Four Voices on Iraq
A deep talk on Diane Rehm Show with Frederick Kagan (theoretician of the Surge), Peter Galbraith (with Biden the theoretician of the soft partition), Bobby Ghosh (Time reporter), and Julian Barnes (Pentagon reporter).
First thought: Frederick Kagan admits that he thought the real threat to the surge was the Mahdi Army (i.e. Shia militias). What this shows is that Kagan has very little to no idea what is going on in Iraq and he is the thinker behind the surge.
What Kagan failed to realize is the Shia have won the government and have no reason to not let the US fight their fight and stand down during a troop surge. Kagan also says that arrests of the Mahdi Army have been going. What he doesn't admit (or know?) is that Moqtada al Sadr is using the surge to cleanse his own ranks of disloyal elements. Not exactly big time arrests. He is turning the Jaish al-Mahdi (Mahdi Army) into Hezbollah. When the US leaves, Hezbollah in Iraq (Mahdi Army) will be the largest militia and perhaps the most organized and efficient. al-Qaeda in Iraq will vie with Sadrists for that title and it will be bloody.
Galbraith correctly (and of course) points out that the surge is useless as long as it is hitched to a failed strategy/goal---unified Iraq with strong central government. He strongly criticizes Kagan's views on how quickly the Sadr movement (Mahdi Army included) will disappear.
Listen to Bobby Ghosh. Very wise man who knows the cultures, the lands, and so forth. What he points out is that people on the ground is that once the US leaves there will be no impartial army on the ground.
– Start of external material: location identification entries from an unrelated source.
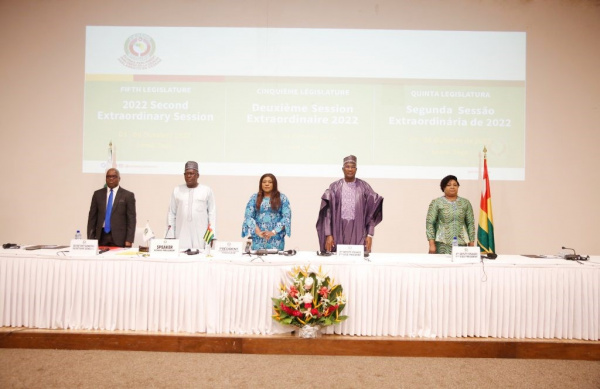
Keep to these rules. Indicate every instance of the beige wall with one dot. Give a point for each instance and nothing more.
(45, 197)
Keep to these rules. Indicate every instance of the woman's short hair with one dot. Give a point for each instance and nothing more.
(446, 180)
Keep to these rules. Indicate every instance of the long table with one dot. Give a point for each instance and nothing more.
(408, 295)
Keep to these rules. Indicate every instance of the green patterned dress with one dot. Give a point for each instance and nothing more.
(447, 219)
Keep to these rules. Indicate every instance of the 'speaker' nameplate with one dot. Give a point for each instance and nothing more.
(83, 248)
(228, 248)
(164, 248)
(350, 250)
(466, 254)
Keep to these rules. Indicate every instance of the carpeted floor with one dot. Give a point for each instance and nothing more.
(25, 368)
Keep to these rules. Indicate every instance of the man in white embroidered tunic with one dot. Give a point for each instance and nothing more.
(191, 210)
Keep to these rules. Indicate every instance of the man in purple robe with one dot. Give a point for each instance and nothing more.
(349, 212)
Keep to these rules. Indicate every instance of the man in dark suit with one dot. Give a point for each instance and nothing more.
(112, 213)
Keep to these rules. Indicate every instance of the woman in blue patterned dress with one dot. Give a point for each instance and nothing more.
(268, 216)
(449, 216)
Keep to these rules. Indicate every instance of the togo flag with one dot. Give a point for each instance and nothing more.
(485, 231)
(209, 235)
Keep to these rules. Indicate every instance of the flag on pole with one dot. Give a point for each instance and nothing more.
(209, 235)
(148, 233)
(485, 231)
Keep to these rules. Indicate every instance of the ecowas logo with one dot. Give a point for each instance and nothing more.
(139, 52)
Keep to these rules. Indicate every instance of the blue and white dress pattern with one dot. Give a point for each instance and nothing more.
(267, 219)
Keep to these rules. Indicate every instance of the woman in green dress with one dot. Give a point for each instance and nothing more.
(449, 216)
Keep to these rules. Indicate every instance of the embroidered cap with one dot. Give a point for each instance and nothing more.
(350, 159)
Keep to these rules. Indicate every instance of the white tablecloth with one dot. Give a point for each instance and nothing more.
(392, 295)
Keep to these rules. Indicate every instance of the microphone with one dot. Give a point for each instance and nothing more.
(571, 257)
(490, 255)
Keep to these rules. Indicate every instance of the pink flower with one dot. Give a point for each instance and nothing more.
(324, 292)
(293, 291)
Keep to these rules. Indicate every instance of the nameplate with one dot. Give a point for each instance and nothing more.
(350, 250)
(466, 254)
(83, 247)
(164, 248)
(228, 248)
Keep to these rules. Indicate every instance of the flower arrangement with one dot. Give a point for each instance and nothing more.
(311, 299)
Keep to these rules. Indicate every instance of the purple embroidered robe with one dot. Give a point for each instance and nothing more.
(368, 212)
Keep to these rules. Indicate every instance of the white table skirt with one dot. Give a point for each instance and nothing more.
(393, 295)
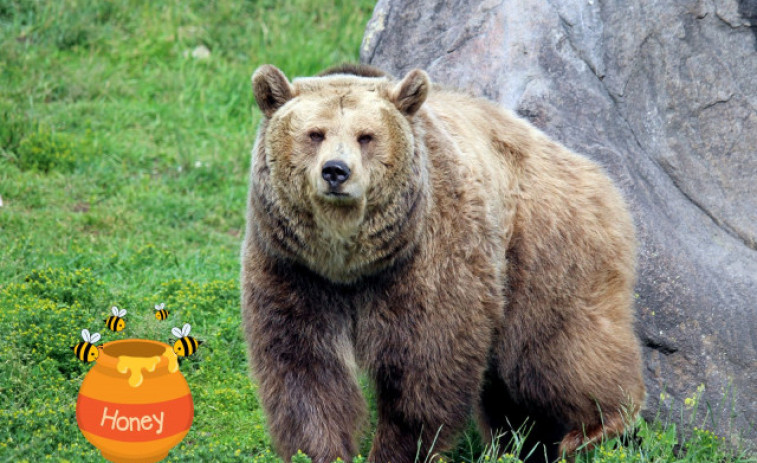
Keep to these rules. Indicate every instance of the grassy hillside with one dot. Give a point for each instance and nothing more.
(125, 131)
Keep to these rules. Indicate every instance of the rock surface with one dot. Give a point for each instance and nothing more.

The Iraqi Army is a sectarian institution through and through. So is the government. It is a Shia government, army, and police. The Sunni "rejectionists" group want a fight.
People see this as only a lull in the coming uptick violence. There is no political settlement in site I'm afraid. As Ghosh says, "AQI [and the Sunnis] will continue to provoke the Shia until they get the response they want [namely the Shia rise up and an all out sectarian civil war]."
The reason I'm harsh to Kagan is that the surge assumes that the Sunni can and want to be bought in. And that a group like AQI is just an extremist group that can be fought and the Sunnis en masse will buy in. It also assumes the Shia will accept them. I see neither of these assumptions as so inaccurate.
But listen to the arguments from all on their own terms.